You are interested in knowing if the number of citations is best explained by Author, University, Working group, or the paper itself.

OR if the variation in number of citations a paper written by a specific grouping factor is caused by a second grouping factor.

  • papers by Author A have 2, 3, 4
  • papers by Author B have 3, 12, 34
  • papers by Author C have 1, 5, 30
    They are all at the same university but different working groups (and maybe B,C are in a group together.)

Or I’m totally wrong!

A few off-the cuff comments and recommended steps if no one smarter comes along soon.

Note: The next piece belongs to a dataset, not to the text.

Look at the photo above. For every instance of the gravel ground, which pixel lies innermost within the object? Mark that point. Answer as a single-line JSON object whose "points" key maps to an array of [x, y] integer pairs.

  • I suspect number of years since publication will have a non trivial effect on number of citations.
  • The larger the number of papers an author (or group or university) has written, the greater the variation in the number of citations will be (at least that is my general feeling)
  • You may be interested in some sort of interaction vs just the variation between levels.

Simulate some data for number of citations varied by some within-groups structure then see if the model you specify captures the variation you built (even if it isn’t the variation your data actually have that will help see if the way you have described the model is on the right track. To that end, build it up in parts. Eat your idiomatic elephant bite by bite (or climb your mountain step by step, etc.etc.etc.)

If I recall correctly, because your levels are coded explicitly, (1 | UNIVERSITY/WORKING_GROUP) = (1 | UNIVERSITY) + (1 | WORKING_GROUP).

You can also then nest each within paper or author.
(1 | PAPER : UNIVERSITY) + (1 | PAPER : WORKING_GROUP)

Or some structure like ~ AUTHOR + (1 | PAPER : UNIVERSITY) + (1 | PAPER : WORKING_GROUP) .

Ack that was more than I meant to write!

I’ll hope someone has good advice to give beyond my musings and check back later to see.

This is not any easy question, so I am not sure if my suggestions make much sense.

  1. As @MegBallard noted already, since, for instance, working groups are coded uniquely across university (i.e., U_1_WG_1 appears only in university U_1) the nested structure
    (1 | university/working_group) is equivalent to (1 | university) + (1 | working_group) and I personally prefer the latter way of writing this down. You may even write it short as (1 | university + working_group) but this is just some syntactical sugar I added in brms.

  2. What if we just used (1 | university) + (1 | working_group) + (1 | paper) + (1 | authors)? That way all the levels are taken into account and we can directly compare how much variance is explained by the different levels.